Every now and then we all get a little bit frustrated with the higher-ups at of our respective clubs. We all want to see a little more money invested, a few more players drafted in and a dose of extra ambition shown.
But there are some chairmen and some owners who have posed supporters with issues that go beyond minor gripes. Some who divide the fanbase, incite protests, make baffling decisions and send teams spiralling into a financial black hole. Here’s a look at five of the worst to have ever “graced” the landscape of English football.
Sir Doug Ellis
Nicknamed “Deadly Doug” by Jimmy Greaves given his reputation for nonchalantly dismissing managers, the former Aston Villa chairman and package holiday pioneer endured a tumultuous, drawn out association with the Midlands club.
Ellis was first named as Villa chairman in 1968, but was ousted by the board after 11 years. But he was to return in late 1982 when the Villains, having won the European Cup earlier that year, were one of the powerhouses of the English game. He remained at the clubs for decades later, overcoming health problems and various criticism to religiously take his seat at the stadium.

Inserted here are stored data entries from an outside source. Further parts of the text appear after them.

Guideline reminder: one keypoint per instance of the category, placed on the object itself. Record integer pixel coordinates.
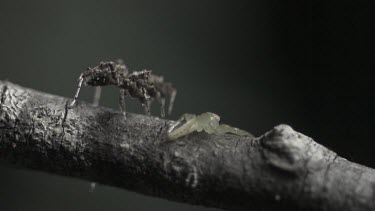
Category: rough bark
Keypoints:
(280, 169)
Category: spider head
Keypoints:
(106, 73)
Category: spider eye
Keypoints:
(111, 66)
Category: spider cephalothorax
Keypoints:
(140, 84)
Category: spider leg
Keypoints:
(97, 94)
(147, 105)
(80, 80)
(161, 100)
(122, 96)
(171, 101)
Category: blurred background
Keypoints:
(255, 63)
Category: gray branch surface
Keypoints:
(282, 169)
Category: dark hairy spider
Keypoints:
(140, 84)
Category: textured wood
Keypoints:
(281, 169)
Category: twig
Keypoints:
(281, 169)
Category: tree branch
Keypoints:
(281, 169)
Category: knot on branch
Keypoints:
(285, 149)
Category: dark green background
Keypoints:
(255, 63)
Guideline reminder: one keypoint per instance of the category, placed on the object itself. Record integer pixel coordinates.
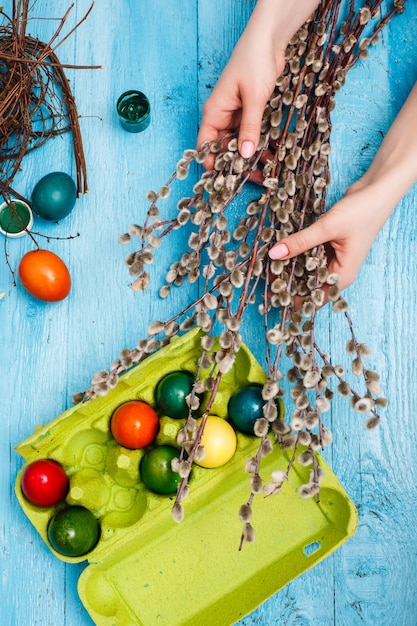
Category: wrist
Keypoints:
(281, 19)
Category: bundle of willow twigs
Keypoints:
(235, 271)
(36, 102)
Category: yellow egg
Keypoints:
(219, 441)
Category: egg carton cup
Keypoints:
(146, 569)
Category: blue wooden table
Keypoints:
(174, 52)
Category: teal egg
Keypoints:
(246, 406)
(54, 196)
(171, 393)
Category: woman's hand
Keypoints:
(347, 230)
(239, 98)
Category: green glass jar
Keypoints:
(16, 218)
(134, 111)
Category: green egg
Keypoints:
(73, 531)
(54, 196)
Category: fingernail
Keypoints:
(247, 149)
(279, 251)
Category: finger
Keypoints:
(300, 242)
(250, 124)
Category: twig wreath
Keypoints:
(36, 101)
(236, 270)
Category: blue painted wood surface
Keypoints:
(174, 53)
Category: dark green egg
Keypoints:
(54, 196)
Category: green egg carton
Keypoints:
(148, 570)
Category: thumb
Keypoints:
(300, 242)
(250, 124)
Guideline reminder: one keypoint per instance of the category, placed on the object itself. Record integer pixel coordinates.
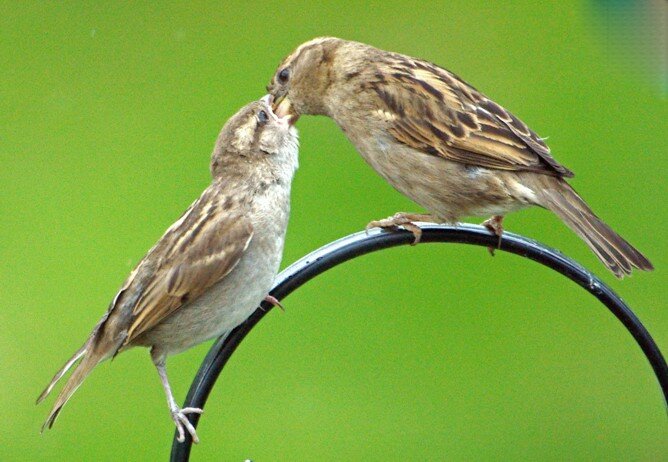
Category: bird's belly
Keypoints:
(224, 306)
(447, 189)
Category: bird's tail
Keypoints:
(618, 255)
(88, 361)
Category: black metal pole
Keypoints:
(362, 243)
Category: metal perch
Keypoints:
(362, 243)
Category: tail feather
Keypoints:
(75, 357)
(88, 361)
(615, 252)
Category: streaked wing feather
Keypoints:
(435, 112)
(194, 254)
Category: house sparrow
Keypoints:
(212, 267)
(439, 141)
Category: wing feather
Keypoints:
(433, 111)
(195, 253)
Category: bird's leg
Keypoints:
(403, 219)
(273, 301)
(495, 226)
(178, 414)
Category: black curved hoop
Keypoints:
(361, 243)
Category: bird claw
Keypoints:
(495, 226)
(179, 416)
(274, 302)
(404, 220)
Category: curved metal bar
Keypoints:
(362, 243)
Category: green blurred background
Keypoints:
(108, 115)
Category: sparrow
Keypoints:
(211, 269)
(439, 141)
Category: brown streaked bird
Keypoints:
(212, 267)
(439, 141)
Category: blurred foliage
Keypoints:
(108, 114)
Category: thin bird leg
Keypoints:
(273, 301)
(178, 414)
(495, 226)
(405, 220)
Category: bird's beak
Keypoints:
(282, 107)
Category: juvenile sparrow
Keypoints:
(212, 267)
(439, 141)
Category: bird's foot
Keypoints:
(495, 226)
(404, 220)
(179, 416)
(273, 301)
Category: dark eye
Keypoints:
(284, 75)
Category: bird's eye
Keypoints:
(284, 75)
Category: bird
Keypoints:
(212, 268)
(439, 141)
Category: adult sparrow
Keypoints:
(439, 141)
(212, 267)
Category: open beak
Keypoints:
(282, 107)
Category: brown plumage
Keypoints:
(212, 267)
(438, 140)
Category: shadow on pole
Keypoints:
(361, 243)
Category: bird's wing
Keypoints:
(196, 252)
(432, 110)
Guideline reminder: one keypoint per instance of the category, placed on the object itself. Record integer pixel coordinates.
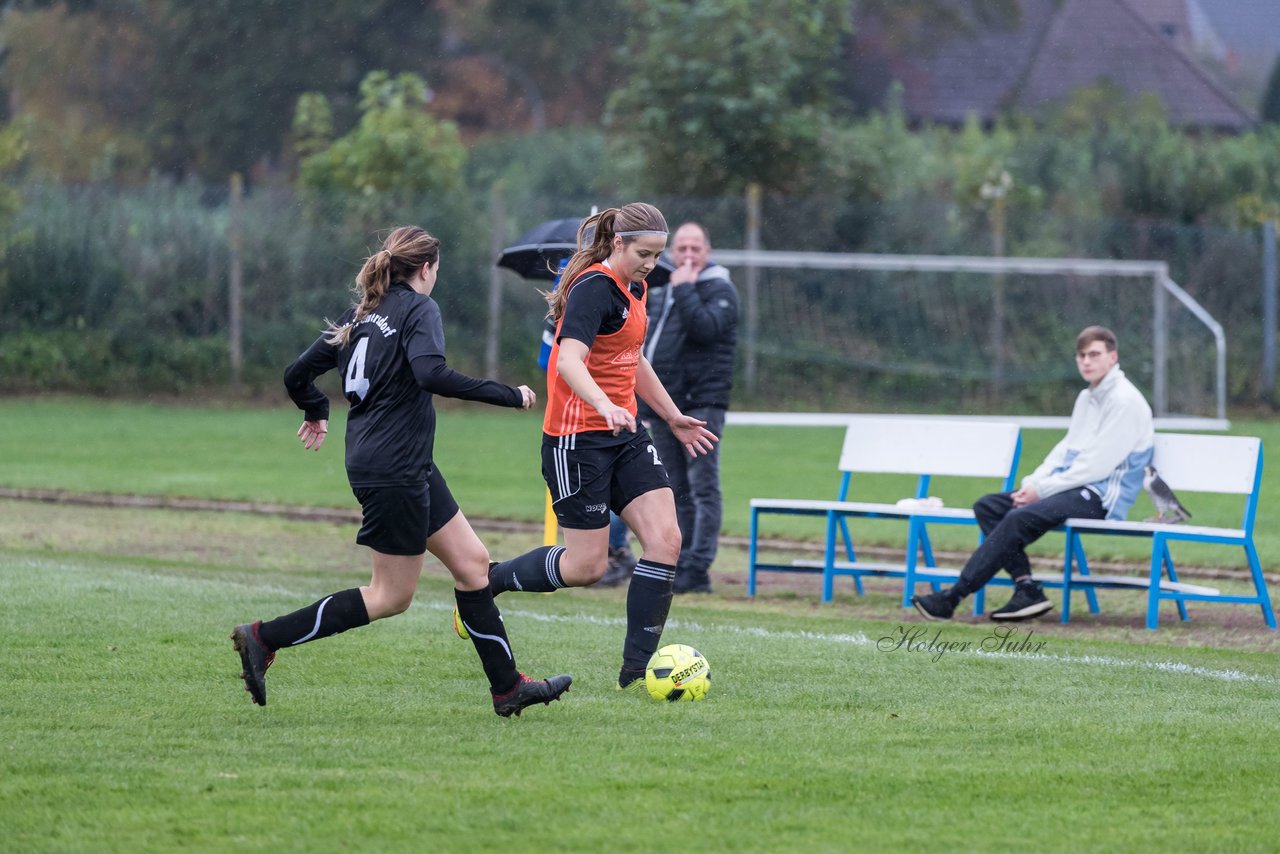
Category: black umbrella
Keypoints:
(543, 247)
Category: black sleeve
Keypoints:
(300, 379)
(589, 306)
(709, 310)
(435, 377)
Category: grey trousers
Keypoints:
(695, 482)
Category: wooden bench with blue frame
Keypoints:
(1188, 464)
(926, 447)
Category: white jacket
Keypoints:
(1106, 446)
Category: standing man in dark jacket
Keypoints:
(691, 342)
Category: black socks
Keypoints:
(329, 616)
(535, 571)
(648, 604)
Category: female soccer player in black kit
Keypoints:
(391, 351)
(595, 457)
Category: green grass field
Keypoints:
(850, 726)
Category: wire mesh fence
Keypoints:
(126, 290)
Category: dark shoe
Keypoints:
(935, 606)
(529, 692)
(1028, 601)
(622, 563)
(691, 583)
(255, 658)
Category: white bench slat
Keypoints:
(1138, 583)
(924, 447)
(822, 506)
(1106, 525)
(1055, 579)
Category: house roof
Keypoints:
(1056, 48)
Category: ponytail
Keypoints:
(629, 220)
(405, 251)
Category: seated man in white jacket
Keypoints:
(1093, 473)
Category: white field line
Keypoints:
(859, 639)
(854, 639)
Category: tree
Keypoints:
(1270, 112)
(77, 80)
(396, 149)
(723, 94)
(231, 71)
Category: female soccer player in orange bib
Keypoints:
(595, 456)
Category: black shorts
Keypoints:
(588, 482)
(398, 520)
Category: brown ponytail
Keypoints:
(635, 217)
(405, 251)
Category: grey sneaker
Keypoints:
(528, 692)
(1027, 602)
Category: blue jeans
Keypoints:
(695, 482)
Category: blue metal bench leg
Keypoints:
(1153, 589)
(1260, 584)
(828, 561)
(1091, 596)
(1066, 578)
(1173, 576)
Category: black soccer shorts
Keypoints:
(400, 519)
(589, 474)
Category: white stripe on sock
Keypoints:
(316, 629)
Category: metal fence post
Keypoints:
(497, 238)
(1160, 346)
(236, 279)
(750, 343)
(1269, 306)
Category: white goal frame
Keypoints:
(1156, 273)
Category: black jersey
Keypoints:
(597, 307)
(391, 366)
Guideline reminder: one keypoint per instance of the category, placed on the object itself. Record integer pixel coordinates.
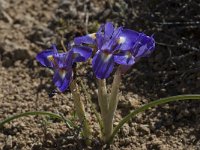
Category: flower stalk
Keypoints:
(103, 102)
(80, 110)
(113, 102)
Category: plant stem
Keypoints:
(113, 102)
(103, 102)
(149, 105)
(80, 110)
(53, 115)
(98, 117)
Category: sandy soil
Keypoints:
(27, 27)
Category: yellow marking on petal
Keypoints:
(62, 73)
(93, 35)
(50, 58)
(121, 40)
(106, 56)
(128, 54)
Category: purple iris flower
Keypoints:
(62, 63)
(116, 45)
(139, 45)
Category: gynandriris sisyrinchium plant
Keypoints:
(111, 50)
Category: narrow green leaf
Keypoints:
(149, 105)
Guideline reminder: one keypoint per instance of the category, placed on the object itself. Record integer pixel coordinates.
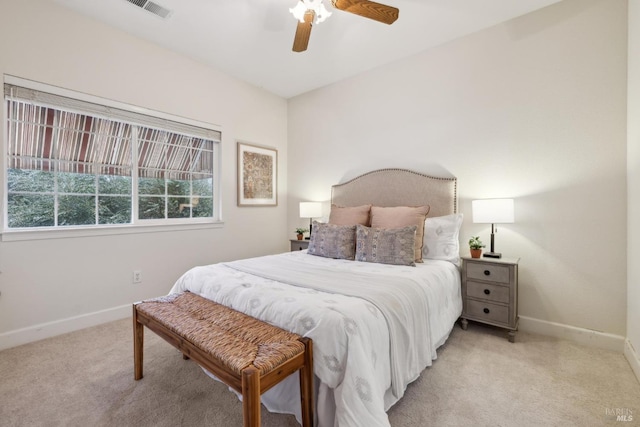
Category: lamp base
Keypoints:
(492, 255)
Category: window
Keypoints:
(70, 163)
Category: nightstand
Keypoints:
(298, 245)
(490, 292)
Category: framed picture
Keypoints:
(257, 175)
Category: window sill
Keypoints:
(71, 232)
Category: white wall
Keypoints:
(44, 283)
(533, 109)
(632, 350)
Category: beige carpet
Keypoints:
(480, 379)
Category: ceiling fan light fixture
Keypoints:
(321, 12)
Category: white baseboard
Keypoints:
(633, 357)
(58, 327)
(582, 336)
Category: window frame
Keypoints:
(137, 225)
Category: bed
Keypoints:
(375, 326)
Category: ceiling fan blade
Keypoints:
(368, 9)
(303, 32)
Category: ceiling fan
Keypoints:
(308, 10)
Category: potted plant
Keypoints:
(300, 232)
(475, 246)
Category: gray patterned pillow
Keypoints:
(386, 245)
(333, 241)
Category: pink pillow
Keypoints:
(349, 215)
(402, 216)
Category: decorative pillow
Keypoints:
(349, 215)
(402, 216)
(333, 241)
(386, 245)
(441, 238)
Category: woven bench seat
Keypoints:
(245, 353)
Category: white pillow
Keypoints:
(441, 235)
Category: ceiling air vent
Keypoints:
(151, 7)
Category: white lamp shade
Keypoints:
(493, 211)
(310, 209)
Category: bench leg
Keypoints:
(306, 384)
(138, 345)
(251, 396)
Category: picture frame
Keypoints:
(257, 175)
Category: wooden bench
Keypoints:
(245, 353)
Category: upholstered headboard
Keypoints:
(398, 187)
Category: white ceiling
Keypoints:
(252, 39)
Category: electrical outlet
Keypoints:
(137, 276)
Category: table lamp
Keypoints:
(310, 210)
(493, 211)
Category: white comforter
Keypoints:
(352, 352)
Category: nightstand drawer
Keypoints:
(488, 272)
(487, 311)
(488, 292)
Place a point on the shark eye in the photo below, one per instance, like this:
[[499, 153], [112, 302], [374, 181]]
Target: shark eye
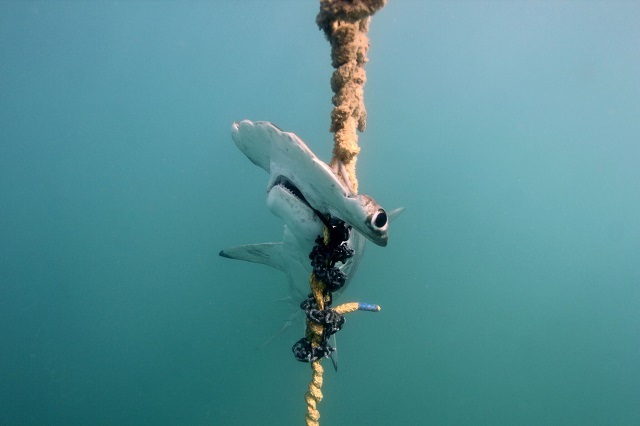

He became the first ever football director to pay himself a salary—just short of £300,000 in 2005—having once said that “only women and horses work for nothing”, per The Guardian. His vice-like grip on the club coupled with a perpetual lack of ambition did plenty to rile the Villa faithful; he eventually sold the club to Randy Lerner in 2006
While Ellis did little to curry favor amongst Villa fans—”Ellis Out” banners and placards were regularly dotted around Villa park during the latter days of his tenure—it’s worth noting that he has since been knighted for various admirable charity projects.
From the outside, things couldn’t have been going much better for Peter Ridsdale in 2001. He’d been chairman of his hometown club for the past four years and under his tutelage, Leeds United had gone from mid-table dwellers to the semi-final of the Champions League. The club had a host of bright young talent on their books and they looked set to mix it with the Premier League’s elite for years to come.
But under Ridsdale’s reign, Leeds endured some of the most fearful times in the club’s history. The chairman had chanced a £60million loan against the club’s gate receipts on the premise that this effervescent young side would qualify for the Champions League, which they failed to do on the back of their European adventure in 2001.